When Edward Snowden, former CIA employee and former government contractor copied classified information from the United States National Security Agency (NSA) and United Kingdom Government Communications Headquarters (GCHQ) for public disclosure in 2013 – all hell broke loose. That prompted governments around the world to question all US technology and devices. It had China calling tech companies like Apple in for questioning about back doors in their software and in particular Apple's operating system. To prove that Apple had no back doors in their operating system, Apple's CEO Tim Cook agreed to submit Apple products for web security evaluations by Chinese authorities to appease the Chinese Government. Yet prior to Edward Snow's NSA blowout revelations, we didn't have end-to-end encryption and 'cyberlife' for the most part, wasn't much of an issue if users took basic precautions. Yet once Apple introduced their unbreakable encryption with iOS 8, they just decided to shut the door to cooperating with law enforcement, even with legal warrants. But it wasn't until the terrorist attacks in Paris last week where this issue really hit the fan.
One of this week's top news stories surrounded the issue of end-to-end encryption (one, two, three, four, five, six). Apple's iOS 9, an app called the 'Telegram,' the Sony Playstation 4 and other apps like Whatsapp took a beating from law enforcement and governments around the globe with the loudest complaints emanating from this week's Cybersecurity Conference held in New York City.
Due to the horrific terrorist attacks last week in Paris, no tech company wanted to be singled out for rebuking governments' requests to assist them in tracking down terrorists. So they chose the 'Information Technology Industry Council (ITI)' to be the collective voice for companies including Apple, Dell, Facebook, Google, Microsoft, IBM, Intel, Twitter and others. The ITI released the following statement two days ago from President and CEO Dean Garfield, in response to calls from the government to weaken encryption:
"Encryption is a security tool we rely on every day to stop criminals from draining our bank accounts, to shield our cars and airplanes from being taken over by malicious hacks, and to otherwise preserve our security and safety.
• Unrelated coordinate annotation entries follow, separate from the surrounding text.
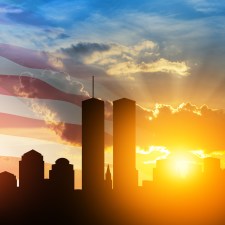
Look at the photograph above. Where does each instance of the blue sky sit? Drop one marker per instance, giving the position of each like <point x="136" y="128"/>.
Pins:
<point x="187" y="39"/>
<point x="151" y="51"/>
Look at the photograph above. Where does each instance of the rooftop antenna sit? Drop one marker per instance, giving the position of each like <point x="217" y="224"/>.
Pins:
<point x="93" y="86"/>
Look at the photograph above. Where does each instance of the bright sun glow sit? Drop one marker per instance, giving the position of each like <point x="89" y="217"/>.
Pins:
<point x="181" y="166"/>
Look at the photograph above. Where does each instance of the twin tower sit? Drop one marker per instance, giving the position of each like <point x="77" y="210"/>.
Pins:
<point x="125" y="175"/>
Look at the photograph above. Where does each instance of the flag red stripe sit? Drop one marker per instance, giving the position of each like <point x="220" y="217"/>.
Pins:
<point x="35" y="88"/>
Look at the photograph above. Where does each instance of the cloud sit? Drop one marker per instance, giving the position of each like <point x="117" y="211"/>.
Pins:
<point x="82" y="49"/>
<point x="207" y="6"/>
<point x="186" y="127"/>
<point x="122" y="60"/>
<point x="5" y="9"/>
<point x="161" y="65"/>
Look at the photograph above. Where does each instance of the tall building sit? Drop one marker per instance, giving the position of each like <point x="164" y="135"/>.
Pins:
<point x="124" y="145"/>
<point x="62" y="176"/>
<point x="92" y="145"/>
<point x="31" y="171"/>
<point x="108" y="180"/>
<point x="8" y="183"/>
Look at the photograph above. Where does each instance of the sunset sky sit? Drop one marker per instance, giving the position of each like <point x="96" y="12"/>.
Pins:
<point x="168" y="57"/>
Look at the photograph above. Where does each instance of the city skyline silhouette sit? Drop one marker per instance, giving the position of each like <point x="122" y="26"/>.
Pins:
<point x="167" y="199"/>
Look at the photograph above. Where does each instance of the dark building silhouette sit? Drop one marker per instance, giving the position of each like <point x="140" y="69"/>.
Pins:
<point x="124" y="145"/>
<point x="92" y="145"/>
<point x="8" y="182"/>
<point x="61" y="176"/>
<point x="31" y="171"/>
<point x="108" y="179"/>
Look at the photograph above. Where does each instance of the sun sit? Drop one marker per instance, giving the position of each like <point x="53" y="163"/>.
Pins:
<point x="181" y="167"/>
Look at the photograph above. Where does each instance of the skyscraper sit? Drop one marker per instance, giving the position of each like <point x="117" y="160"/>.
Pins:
<point x="108" y="180"/>
<point x="62" y="176"/>
<point x="92" y="145"/>
<point x="31" y="171"/>
<point x="124" y="145"/>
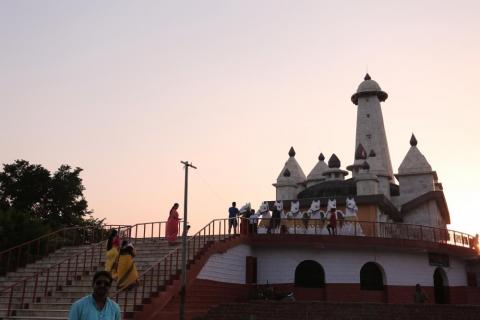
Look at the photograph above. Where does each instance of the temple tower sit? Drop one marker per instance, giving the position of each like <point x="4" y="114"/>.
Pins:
<point x="291" y="179"/>
<point x="371" y="132"/>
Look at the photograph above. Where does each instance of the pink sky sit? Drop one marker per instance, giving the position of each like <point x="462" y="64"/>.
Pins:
<point x="126" y="90"/>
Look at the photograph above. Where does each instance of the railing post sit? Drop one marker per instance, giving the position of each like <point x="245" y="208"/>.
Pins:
<point x="10" y="302"/>
<point x="35" y="288"/>
<point x="23" y="294"/>
<point x="45" y="293"/>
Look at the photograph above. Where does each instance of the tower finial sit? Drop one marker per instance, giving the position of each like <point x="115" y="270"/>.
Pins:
<point x="291" y="153"/>
<point x="413" y="141"/>
<point x="334" y="162"/>
<point x="360" y="153"/>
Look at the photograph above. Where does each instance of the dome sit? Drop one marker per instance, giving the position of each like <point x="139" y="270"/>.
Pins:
<point x="369" y="87"/>
<point x="414" y="162"/>
<point x="318" y="170"/>
<point x="291" y="173"/>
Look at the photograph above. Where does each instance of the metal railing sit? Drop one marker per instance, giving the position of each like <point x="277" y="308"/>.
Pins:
<point x="162" y="273"/>
<point x="346" y="227"/>
<point x="167" y="269"/>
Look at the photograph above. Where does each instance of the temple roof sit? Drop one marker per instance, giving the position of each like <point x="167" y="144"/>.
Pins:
<point x="319" y="169"/>
<point x="369" y="87"/>
<point x="414" y="162"/>
<point x="291" y="173"/>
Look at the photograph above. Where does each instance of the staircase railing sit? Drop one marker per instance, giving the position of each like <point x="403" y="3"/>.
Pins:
<point x="30" y="251"/>
<point x="346" y="227"/>
<point x="163" y="272"/>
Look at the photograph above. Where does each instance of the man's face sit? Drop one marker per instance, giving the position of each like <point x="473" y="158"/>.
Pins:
<point x="101" y="286"/>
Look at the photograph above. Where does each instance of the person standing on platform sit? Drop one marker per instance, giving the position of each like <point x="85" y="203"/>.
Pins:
<point x="113" y="245"/>
<point x="332" y="224"/>
<point x="232" y="217"/>
<point x="96" y="305"/>
<point x="127" y="275"/>
<point x="171" y="232"/>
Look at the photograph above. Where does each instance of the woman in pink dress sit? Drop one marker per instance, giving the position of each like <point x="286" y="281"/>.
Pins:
<point x="171" y="231"/>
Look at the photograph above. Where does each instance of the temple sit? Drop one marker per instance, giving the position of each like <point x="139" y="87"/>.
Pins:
<point x="353" y="243"/>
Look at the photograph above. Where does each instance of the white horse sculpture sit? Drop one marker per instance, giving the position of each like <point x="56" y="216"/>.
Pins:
<point x="245" y="208"/>
<point x="317" y="217"/>
<point x="264" y="213"/>
<point x="349" y="226"/>
<point x="294" y="210"/>
<point x="331" y="204"/>
<point x="279" y="206"/>
<point x="351" y="208"/>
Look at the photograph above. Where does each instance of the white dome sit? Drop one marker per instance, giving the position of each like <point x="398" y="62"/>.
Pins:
<point x="369" y="87"/>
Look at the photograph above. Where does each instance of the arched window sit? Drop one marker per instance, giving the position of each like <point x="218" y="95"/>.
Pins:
<point x="371" y="277"/>
<point x="309" y="274"/>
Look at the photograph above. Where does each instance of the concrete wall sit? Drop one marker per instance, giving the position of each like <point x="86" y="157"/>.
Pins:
<point x="227" y="267"/>
<point x="414" y="186"/>
<point x="428" y="214"/>
<point x="341" y="267"/>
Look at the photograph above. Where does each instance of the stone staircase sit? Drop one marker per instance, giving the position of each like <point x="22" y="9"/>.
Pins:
<point x="53" y="301"/>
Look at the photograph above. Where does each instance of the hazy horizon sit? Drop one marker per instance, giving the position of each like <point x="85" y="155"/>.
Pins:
<point x="126" y="90"/>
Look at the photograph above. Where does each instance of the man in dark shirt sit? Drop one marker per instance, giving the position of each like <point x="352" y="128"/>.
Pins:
<point x="232" y="217"/>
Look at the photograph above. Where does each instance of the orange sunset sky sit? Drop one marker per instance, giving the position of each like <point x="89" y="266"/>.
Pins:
<point x="128" y="89"/>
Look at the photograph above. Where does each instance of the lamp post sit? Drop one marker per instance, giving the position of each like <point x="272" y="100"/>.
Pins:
<point x="183" y="286"/>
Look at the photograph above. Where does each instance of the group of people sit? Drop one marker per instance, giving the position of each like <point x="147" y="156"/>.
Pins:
<point x="250" y="225"/>
<point x="119" y="267"/>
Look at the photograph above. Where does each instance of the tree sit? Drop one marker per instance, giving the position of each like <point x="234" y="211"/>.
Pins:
<point x="23" y="187"/>
<point x="65" y="200"/>
<point x="31" y="189"/>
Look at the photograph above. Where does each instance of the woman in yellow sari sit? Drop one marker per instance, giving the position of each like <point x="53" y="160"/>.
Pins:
<point x="127" y="275"/>
<point x="113" y="243"/>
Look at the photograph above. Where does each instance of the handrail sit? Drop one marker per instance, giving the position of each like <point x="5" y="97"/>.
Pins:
<point x="160" y="274"/>
<point x="167" y="267"/>
<point x="347" y="227"/>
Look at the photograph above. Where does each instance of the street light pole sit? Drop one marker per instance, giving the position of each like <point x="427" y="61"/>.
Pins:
<point x="183" y="287"/>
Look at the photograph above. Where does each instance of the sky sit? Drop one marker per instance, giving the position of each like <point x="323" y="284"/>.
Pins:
<point x="126" y="90"/>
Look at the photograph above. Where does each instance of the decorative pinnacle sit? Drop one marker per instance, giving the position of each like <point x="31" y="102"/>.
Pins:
<point x="291" y="153"/>
<point x="365" y="166"/>
<point x="413" y="141"/>
<point x="334" y="162"/>
<point x="360" y="153"/>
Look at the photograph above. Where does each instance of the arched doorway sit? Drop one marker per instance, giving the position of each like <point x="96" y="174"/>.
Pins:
<point x="440" y="286"/>
<point x="309" y="274"/>
<point x="371" y="277"/>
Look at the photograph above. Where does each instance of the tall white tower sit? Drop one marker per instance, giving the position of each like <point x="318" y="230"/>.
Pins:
<point x="371" y="131"/>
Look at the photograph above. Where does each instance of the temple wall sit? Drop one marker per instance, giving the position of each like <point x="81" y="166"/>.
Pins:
<point x="278" y="266"/>
<point x="227" y="267"/>
<point x="413" y="186"/>
<point x="428" y="214"/>
<point x="340" y="266"/>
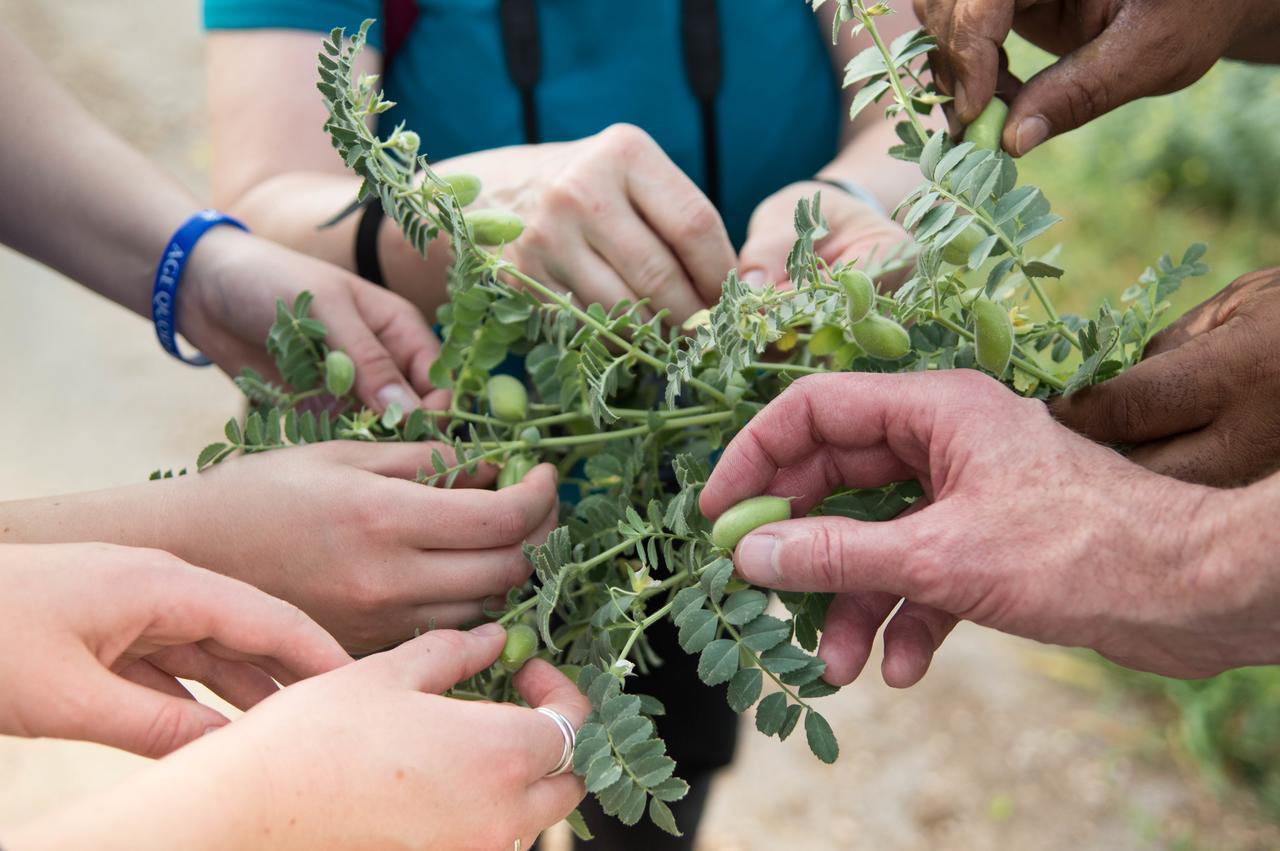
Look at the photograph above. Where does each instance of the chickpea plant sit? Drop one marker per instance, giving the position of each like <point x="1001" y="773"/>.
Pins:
<point x="631" y="411"/>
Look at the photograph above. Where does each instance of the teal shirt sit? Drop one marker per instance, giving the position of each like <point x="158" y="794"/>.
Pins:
<point x="604" y="62"/>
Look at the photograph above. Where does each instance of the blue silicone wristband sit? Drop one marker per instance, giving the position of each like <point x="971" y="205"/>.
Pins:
<point x="164" y="293"/>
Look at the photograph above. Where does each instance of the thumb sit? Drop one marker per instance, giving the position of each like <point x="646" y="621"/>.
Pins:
<point x="438" y="660"/>
<point x="1176" y="390"/>
<point x="135" y="718"/>
<point x="764" y="255"/>
<point x="407" y="460"/>
<point x="837" y="554"/>
<point x="379" y="381"/>
<point x="1096" y="78"/>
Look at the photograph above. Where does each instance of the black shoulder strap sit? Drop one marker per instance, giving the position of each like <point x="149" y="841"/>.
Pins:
<point x="700" y="37"/>
<point x="520" y="40"/>
<point x="700" y="32"/>
<point x="398" y="17"/>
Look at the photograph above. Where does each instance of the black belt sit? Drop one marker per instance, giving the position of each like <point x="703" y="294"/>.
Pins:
<point x="700" y="39"/>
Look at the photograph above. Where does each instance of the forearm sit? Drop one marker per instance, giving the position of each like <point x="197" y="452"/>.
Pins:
<point x="1242" y="568"/>
<point x="1260" y="37"/>
<point x="77" y="197"/>
<point x="863" y="160"/>
<point x="291" y="207"/>
<point x="190" y="800"/>
<point x="146" y="515"/>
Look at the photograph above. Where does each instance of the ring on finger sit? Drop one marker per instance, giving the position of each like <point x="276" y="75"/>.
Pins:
<point x="570" y="740"/>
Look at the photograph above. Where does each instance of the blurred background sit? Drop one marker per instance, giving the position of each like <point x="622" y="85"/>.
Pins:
<point x="1005" y="745"/>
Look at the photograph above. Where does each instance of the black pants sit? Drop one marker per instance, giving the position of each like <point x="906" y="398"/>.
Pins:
<point x="702" y="735"/>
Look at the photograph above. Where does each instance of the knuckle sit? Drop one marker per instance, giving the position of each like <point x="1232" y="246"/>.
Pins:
<point x="565" y="195"/>
<point x="698" y="220"/>
<point x="165" y="731"/>
<point x="827" y="557"/>
<point x="507" y="524"/>
<point x="652" y="277"/>
<point x="519" y="570"/>
<point x="624" y="140"/>
<point x="368" y="593"/>
<point x="1086" y="97"/>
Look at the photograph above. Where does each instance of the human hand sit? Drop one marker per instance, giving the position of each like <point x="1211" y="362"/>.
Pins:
<point x="92" y="637"/>
<point x="343" y="531"/>
<point x="370" y="756"/>
<point x="608" y="218"/>
<point x="1112" y="51"/>
<point x="1024" y="526"/>
<point x="855" y="230"/>
<point x="228" y="305"/>
<point x="1202" y="403"/>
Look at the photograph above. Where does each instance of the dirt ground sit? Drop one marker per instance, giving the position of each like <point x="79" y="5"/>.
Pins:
<point x="1004" y="746"/>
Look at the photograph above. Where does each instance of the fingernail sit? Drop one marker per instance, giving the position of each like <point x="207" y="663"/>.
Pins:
<point x="1031" y="132"/>
<point x="397" y="394"/>
<point x="755" y="561"/>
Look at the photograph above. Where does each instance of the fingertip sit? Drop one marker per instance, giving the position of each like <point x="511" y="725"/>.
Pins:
<point x="540" y="683"/>
<point x="842" y="664"/>
<point x="396" y="393"/>
<point x="906" y="658"/>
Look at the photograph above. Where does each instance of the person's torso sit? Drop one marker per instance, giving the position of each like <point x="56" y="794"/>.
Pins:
<point x="777" y="110"/>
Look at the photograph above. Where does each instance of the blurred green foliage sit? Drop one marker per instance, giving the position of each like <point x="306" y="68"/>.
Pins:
<point x="1150" y="178"/>
<point x="1153" y="177"/>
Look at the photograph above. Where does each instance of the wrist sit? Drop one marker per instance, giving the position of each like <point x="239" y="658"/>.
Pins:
<point x="1239" y="570"/>
<point x="1257" y="37"/>
<point x="853" y="188"/>
<point x="204" y="289"/>
<point x="192" y="800"/>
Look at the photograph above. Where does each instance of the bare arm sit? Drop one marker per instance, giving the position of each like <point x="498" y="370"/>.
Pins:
<point x="77" y="197"/>
<point x="864" y="142"/>
<point x="608" y="216"/>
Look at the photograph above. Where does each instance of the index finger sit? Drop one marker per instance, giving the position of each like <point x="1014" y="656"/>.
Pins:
<point x="969" y="40"/>
<point x="472" y="518"/>
<point x="685" y="219"/>
<point x="543" y="686"/>
<point x="851" y="413"/>
<point x="193" y="604"/>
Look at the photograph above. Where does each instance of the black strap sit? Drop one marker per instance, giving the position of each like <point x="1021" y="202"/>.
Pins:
<point x="368" y="265"/>
<point x="700" y="32"/>
<point x="519" y="22"/>
<point x="398" y="17"/>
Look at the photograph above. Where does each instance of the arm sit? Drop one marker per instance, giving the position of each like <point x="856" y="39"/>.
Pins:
<point x="1201" y="405"/>
<point x="1024" y="527"/>
<point x="1112" y="51"/>
<point x="608" y="218"/>
<point x="366" y="756"/>
<point x="82" y="201"/>
<point x="856" y="228"/>
<point x="338" y="529"/>
<point x="85" y="627"/>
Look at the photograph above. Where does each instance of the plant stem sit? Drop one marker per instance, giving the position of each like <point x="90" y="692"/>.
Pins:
<point x="1020" y="362"/>
<point x="894" y="79"/>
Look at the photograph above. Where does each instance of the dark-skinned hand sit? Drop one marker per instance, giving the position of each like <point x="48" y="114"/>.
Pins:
<point x="1112" y="51"/>
<point x="1205" y="403"/>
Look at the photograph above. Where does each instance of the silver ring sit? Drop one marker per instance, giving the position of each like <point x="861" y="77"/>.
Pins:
<point x="570" y="740"/>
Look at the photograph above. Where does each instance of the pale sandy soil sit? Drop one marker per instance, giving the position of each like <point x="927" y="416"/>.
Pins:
<point x="1004" y="746"/>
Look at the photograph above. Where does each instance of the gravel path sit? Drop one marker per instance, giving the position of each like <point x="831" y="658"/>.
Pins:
<point x="1004" y="746"/>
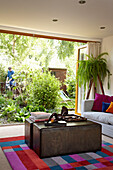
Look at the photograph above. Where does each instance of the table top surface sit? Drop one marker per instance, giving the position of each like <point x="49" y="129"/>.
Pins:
<point x="41" y="125"/>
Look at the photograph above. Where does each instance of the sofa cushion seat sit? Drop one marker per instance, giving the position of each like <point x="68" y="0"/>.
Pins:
<point x="99" y="116"/>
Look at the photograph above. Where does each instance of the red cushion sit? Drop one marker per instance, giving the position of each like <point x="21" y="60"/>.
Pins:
<point x="99" y="98"/>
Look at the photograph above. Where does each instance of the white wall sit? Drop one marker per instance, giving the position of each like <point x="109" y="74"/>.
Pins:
<point x="107" y="46"/>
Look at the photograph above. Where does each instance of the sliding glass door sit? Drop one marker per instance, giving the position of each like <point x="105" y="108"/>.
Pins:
<point x="80" y="91"/>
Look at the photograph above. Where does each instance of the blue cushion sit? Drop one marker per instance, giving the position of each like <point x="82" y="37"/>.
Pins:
<point x="105" y="106"/>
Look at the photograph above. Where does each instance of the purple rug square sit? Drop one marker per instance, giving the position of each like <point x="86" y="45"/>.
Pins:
<point x="66" y="166"/>
<point x="109" y="158"/>
<point x="77" y="157"/>
<point x="99" y="165"/>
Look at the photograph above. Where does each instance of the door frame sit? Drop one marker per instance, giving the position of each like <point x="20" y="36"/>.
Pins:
<point x="77" y="65"/>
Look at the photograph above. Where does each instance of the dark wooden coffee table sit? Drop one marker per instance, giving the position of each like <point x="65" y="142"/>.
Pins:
<point x="75" y="137"/>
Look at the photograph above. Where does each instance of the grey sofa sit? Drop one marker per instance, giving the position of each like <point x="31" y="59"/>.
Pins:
<point x="105" y="119"/>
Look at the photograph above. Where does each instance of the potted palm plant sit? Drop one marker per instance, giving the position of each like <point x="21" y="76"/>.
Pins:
<point x="93" y="69"/>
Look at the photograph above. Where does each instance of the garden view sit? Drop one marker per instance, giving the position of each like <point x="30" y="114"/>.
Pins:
<point x="36" y="88"/>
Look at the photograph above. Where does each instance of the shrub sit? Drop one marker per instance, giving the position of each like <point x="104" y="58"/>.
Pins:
<point x="3" y="73"/>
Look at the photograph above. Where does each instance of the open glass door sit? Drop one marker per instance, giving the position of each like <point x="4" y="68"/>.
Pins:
<point x="80" y="92"/>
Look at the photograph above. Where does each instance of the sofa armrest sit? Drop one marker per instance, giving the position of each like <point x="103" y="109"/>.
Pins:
<point x="87" y="105"/>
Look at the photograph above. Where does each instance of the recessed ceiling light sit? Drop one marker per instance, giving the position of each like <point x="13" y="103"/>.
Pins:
<point x="55" y="20"/>
<point x="102" y="28"/>
<point x="82" y="2"/>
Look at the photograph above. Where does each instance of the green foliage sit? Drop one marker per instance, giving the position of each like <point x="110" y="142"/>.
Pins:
<point x="10" y="111"/>
<point x="44" y="90"/>
<point x="70" y="83"/>
<point x="91" y="69"/>
<point x="3" y="73"/>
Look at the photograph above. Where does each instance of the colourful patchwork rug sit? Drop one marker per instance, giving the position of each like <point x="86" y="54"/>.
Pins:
<point x="21" y="157"/>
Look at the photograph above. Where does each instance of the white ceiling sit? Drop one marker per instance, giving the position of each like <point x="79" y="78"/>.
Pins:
<point x="74" y="20"/>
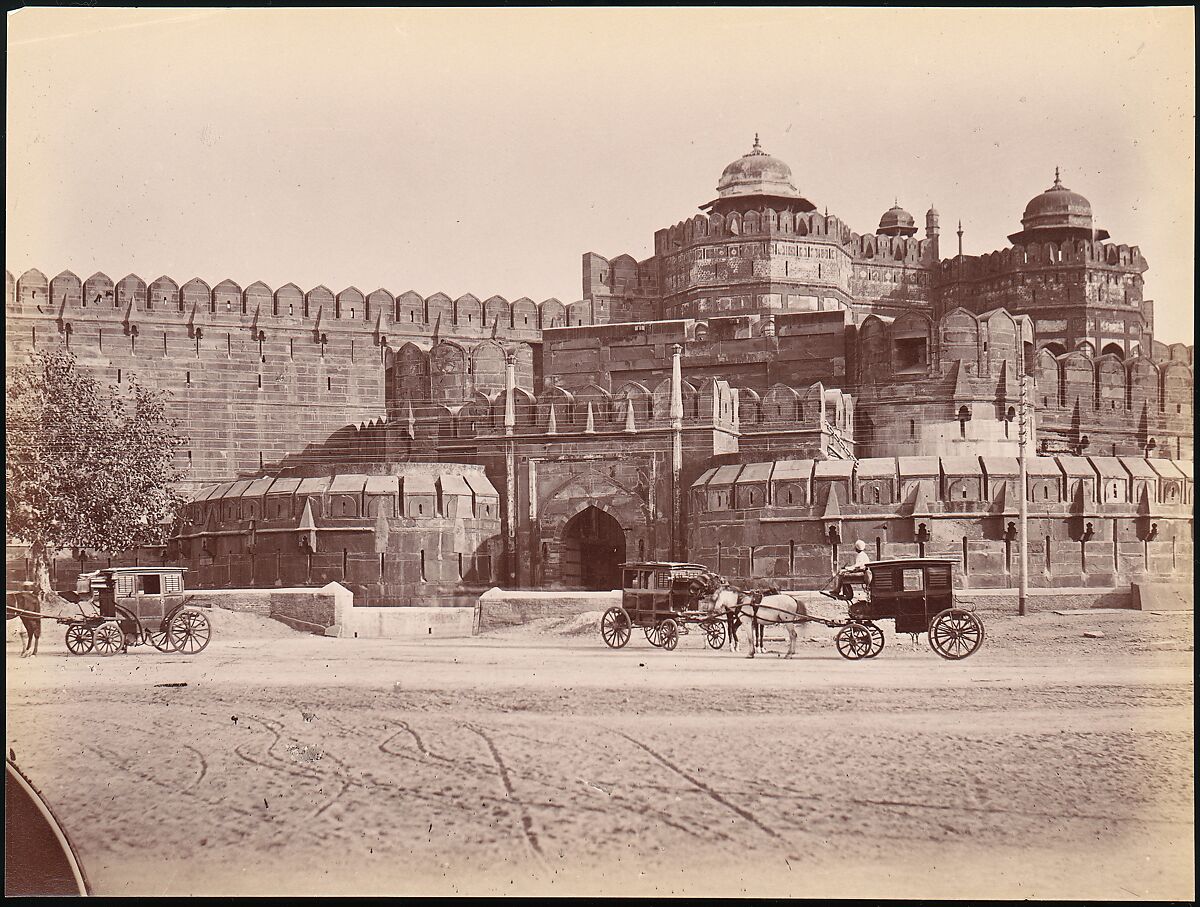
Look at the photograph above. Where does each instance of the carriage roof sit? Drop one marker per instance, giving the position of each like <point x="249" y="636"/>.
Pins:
<point x="911" y="562"/>
<point x="661" y="565"/>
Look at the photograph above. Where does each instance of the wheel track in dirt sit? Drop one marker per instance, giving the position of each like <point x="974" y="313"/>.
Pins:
<point x="715" y="796"/>
<point x="527" y="829"/>
<point x="199" y="756"/>
<point x="339" y="774"/>
<point x="639" y="808"/>
<point x="130" y="769"/>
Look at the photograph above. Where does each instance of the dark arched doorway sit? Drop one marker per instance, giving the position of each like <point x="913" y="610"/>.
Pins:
<point x="593" y="551"/>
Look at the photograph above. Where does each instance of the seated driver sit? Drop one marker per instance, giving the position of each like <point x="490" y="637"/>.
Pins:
<point x="846" y="580"/>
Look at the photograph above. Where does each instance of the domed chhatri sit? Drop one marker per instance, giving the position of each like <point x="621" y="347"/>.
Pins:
<point x="756" y="174"/>
<point x="897" y="222"/>
<point x="1055" y="215"/>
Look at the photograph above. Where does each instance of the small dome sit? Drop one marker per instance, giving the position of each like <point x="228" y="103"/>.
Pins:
<point x="756" y="174"/>
<point x="1057" y="206"/>
<point x="1057" y="215"/>
<point x="897" y="222"/>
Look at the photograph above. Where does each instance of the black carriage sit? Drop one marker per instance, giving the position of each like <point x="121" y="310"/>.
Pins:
<point x="918" y="594"/>
<point x="660" y="598"/>
<point x="120" y="607"/>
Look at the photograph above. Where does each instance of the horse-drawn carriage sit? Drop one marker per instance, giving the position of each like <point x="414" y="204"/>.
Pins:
<point x="660" y="598"/>
<point x="916" y="593"/>
<point x="132" y="606"/>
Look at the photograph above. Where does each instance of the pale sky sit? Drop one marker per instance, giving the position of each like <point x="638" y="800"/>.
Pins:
<point x="484" y="150"/>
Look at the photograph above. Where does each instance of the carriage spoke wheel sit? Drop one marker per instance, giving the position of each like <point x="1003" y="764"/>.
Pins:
<point x="954" y="634"/>
<point x="160" y="637"/>
<point x="669" y="634"/>
<point x="107" y="638"/>
<point x="189" y="632"/>
<point x="853" y="642"/>
<point x="79" y="640"/>
<point x="615" y="626"/>
<point x="714" y="634"/>
<point x="876" y="638"/>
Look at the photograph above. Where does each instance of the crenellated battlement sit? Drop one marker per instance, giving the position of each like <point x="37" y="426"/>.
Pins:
<point x="196" y="305"/>
<point x="1043" y="254"/>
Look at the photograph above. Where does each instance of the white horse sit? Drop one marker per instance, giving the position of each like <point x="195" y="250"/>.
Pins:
<point x="739" y="606"/>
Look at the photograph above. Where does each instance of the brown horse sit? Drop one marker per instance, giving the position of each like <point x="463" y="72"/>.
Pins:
<point x="27" y="605"/>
We deeply appreciate law enforcement's and the national security community's work to protect us, but weakening encryption or creating back doors to encrypted devices and data for use by the good guys would actually create vulnerabilities to be exploited by the bad guys, which would almost certainly cause serious physical and financial harm across our society and our economy. Weakening security with the aim of advancing security simply does not make sense."
But where were these companies just two years ago on this issue? Was their newly found motivation to play the encryption card due to the threat of losing government contracts around the globe due to the NSA revelations? In part, more than likely. The position of it being for the sake people's privacy was just a marketing side benefit, the cherry on the cake that played right into people's paranoia of overreaching governments.
Apple and other companies could have done this years ago, but didn't. So their motivation to play the Pius card now, for some of us, is seen suspiciously as simply pandering to save profits; a point that was hammered home this past week by the New York Daily News:
"High-tech leaders like Cook and Schmidt are only making life easier for ISIS and other malefactors by putting the content on phones out of the reach of authorities who have warrants or are in the throes of a dire emergency. This is not a gift from God, it is a gift to the evil from profit-driven executives."
The issue of unbreakable encryption clashing with the needs of law enforcement with a legal warrant is now a global issue, with the UK likely to be the first to introduce legislation on this matter. Senator John McCain told reporters this past week that he would hold a series of hearings and eventually pursue legislation that would require companies to provide the government with access to encryption.
McCain's hearings will no doubt have Apple's Tim Cook up for drilling as one of America's top CEO's defending their new position of encryption under the guise of Privacy for the people.
Yet beyond the China issue, encryption is about building trust with consumers so that they'll be able to feel comfortable using next-gen services like Apple's Apple Pay – which is clearly a legitimate position. And so the upcoming hearings with John McCain will most interesting to follow indeed.
Will Apple's CEO be able to thread the needle just right and find a compromise on 'communications' encryption or will John McCain want a showdown at the O.K. Corral type of fireworks to show that the GOP's resolve on combating terrorists and the order of law is unyielding?
While only time will tell, I'd say that with 2016 being an election year, politics may very well rule the day. And, if further terrorist attacks should occur prior to the hearings, it's only get to get tougher for tech companies to get the committee to fairly hear their case. In the end, both sides will claim that the fix to the encryption impasse is "just common sense." But in this case, the one holding the gavel is likely to be the one that wins the day.